Sivaram, could you go a little bit further into depth with line #2 please? I understand your reasoning, intuitively, that if those sums converge, then summing up the permuted products of things going rapidly to zero will doubtless converge, but I don't think I understand why the reverse implication holds and it would help me to see some manipulation. –  Uticensis Feb 12 '11 at 18:24
    
@Billare: The reason why the convergence of the product is equivalent to the convergence of the sum is due to the limit comparison test. I shall update my post to explain this in detail. –  user17762 Feb 12 '11 at 18:27
    
@Sivaram, I'm sure I'm being dense, but where in your argument does it explicitly show that the limit is strictly positive? –  cardinal Feb 13 '11 at 1:57

Here's a slightly different argument than @Sivaram's answer. I'm not sure his makes explicit (or even proves) that the limit is strictly positive, as requested.

First note that if $a > 0$, then $0 < 1 - e^{-an} < 1$ for all $n$ and so the "partial product"

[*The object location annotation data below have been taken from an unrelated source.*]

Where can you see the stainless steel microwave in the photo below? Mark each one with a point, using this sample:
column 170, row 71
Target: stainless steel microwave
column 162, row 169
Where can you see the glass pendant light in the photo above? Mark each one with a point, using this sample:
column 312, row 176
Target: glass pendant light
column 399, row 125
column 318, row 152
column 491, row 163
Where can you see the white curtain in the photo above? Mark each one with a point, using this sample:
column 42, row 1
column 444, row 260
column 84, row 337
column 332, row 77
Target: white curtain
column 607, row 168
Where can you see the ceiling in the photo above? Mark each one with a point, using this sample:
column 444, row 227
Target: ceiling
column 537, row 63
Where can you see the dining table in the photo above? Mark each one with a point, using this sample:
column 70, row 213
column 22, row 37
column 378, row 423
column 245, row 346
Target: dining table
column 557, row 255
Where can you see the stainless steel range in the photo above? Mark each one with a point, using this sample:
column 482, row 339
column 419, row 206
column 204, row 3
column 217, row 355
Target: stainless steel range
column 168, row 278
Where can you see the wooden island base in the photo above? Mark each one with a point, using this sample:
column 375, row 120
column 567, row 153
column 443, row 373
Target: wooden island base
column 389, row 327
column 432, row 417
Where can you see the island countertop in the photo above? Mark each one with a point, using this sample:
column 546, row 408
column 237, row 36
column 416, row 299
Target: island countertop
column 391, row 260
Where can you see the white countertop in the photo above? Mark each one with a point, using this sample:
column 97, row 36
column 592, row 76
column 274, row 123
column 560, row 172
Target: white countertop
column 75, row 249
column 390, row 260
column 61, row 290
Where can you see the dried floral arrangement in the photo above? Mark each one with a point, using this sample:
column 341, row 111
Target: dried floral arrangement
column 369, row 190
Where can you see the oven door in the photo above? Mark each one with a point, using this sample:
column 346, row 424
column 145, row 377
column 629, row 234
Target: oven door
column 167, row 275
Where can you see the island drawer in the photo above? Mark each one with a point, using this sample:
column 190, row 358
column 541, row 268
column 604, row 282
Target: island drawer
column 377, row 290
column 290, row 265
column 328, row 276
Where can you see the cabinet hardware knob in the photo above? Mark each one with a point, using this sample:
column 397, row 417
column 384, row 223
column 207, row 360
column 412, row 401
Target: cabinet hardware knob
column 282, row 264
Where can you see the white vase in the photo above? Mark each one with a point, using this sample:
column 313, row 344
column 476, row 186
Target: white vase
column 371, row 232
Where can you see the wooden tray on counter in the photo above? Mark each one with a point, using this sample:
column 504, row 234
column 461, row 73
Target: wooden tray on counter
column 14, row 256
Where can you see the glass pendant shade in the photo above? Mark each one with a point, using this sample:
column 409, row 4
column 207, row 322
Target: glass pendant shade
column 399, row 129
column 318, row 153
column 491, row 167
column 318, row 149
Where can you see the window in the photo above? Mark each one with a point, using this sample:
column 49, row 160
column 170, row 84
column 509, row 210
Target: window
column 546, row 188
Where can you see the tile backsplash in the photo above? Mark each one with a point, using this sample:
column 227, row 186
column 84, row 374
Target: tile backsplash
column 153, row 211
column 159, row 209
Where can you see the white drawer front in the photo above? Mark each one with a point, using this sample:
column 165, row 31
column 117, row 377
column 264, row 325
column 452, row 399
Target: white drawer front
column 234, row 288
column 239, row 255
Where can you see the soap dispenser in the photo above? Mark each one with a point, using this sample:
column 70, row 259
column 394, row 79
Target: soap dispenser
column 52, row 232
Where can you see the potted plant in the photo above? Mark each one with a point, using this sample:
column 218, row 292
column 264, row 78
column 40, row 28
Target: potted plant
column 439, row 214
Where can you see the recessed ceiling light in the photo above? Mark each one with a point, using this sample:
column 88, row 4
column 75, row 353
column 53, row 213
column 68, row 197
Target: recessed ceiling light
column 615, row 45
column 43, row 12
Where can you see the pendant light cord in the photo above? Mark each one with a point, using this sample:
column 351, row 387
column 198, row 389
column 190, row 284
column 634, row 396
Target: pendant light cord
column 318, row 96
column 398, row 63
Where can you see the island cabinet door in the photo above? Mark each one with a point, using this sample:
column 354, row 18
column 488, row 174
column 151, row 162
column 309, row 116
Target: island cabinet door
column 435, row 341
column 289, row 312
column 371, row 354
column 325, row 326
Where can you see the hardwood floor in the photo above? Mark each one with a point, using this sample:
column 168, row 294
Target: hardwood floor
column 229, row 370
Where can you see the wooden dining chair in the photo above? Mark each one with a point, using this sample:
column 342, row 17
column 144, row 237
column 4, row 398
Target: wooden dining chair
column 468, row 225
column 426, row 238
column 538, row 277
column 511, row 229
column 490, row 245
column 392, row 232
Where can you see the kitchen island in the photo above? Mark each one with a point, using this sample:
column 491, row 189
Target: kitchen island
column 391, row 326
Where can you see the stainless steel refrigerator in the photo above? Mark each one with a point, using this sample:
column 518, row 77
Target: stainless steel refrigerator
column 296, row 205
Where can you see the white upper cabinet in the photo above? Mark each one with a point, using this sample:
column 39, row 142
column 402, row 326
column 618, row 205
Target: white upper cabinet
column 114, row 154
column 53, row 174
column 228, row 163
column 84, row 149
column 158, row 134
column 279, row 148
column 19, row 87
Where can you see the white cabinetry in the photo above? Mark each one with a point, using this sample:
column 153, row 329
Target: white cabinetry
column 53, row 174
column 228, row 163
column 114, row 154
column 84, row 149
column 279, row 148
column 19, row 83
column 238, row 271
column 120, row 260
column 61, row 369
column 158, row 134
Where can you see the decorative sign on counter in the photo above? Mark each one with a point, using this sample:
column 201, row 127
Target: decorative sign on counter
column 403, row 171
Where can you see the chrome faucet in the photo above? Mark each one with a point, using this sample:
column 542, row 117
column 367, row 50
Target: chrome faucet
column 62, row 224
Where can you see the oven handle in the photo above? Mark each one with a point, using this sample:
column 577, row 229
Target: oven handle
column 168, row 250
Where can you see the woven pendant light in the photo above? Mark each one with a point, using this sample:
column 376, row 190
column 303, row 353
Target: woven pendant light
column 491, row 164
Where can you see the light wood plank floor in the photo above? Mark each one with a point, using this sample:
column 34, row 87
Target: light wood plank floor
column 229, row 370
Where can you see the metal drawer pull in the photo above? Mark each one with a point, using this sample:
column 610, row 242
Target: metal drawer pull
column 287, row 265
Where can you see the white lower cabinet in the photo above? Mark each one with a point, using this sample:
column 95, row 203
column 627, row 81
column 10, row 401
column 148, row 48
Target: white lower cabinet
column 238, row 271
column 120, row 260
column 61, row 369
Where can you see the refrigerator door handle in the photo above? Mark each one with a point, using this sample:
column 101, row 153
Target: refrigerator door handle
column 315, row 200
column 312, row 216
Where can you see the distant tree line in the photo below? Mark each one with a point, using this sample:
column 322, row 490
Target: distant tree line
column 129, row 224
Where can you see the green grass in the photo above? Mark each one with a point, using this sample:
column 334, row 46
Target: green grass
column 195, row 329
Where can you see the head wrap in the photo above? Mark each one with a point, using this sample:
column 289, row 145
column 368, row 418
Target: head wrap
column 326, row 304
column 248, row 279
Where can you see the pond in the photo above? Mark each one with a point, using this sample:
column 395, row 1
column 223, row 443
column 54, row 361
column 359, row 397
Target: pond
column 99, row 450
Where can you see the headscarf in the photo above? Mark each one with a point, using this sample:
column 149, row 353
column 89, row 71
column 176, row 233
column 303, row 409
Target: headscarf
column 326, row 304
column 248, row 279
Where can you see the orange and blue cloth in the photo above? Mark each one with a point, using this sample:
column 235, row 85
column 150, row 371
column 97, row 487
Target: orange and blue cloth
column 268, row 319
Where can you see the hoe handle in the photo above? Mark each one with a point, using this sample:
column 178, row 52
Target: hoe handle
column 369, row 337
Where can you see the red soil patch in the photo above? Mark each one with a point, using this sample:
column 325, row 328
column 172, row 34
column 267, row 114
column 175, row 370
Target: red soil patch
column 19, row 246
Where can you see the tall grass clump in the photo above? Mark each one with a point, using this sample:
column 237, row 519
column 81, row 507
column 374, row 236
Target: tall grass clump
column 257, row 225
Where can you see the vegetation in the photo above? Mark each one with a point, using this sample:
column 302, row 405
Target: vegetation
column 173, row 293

$$ P_n = \prod_{k=1}^n (1 - e^{-a k}) $$

is decreasing and bounded below. The fact that $\lim_n\, P_n$ exists follows immediately.

To show that the limit is strictly positive, note that for all $n \geq \frac{1}{a} \log 2$, we have that $e^{-a n} \leq \frac{1}{2}$. Let $N(a) \equiv N = \lceil \frac{1}{a} \log 2\rceil$.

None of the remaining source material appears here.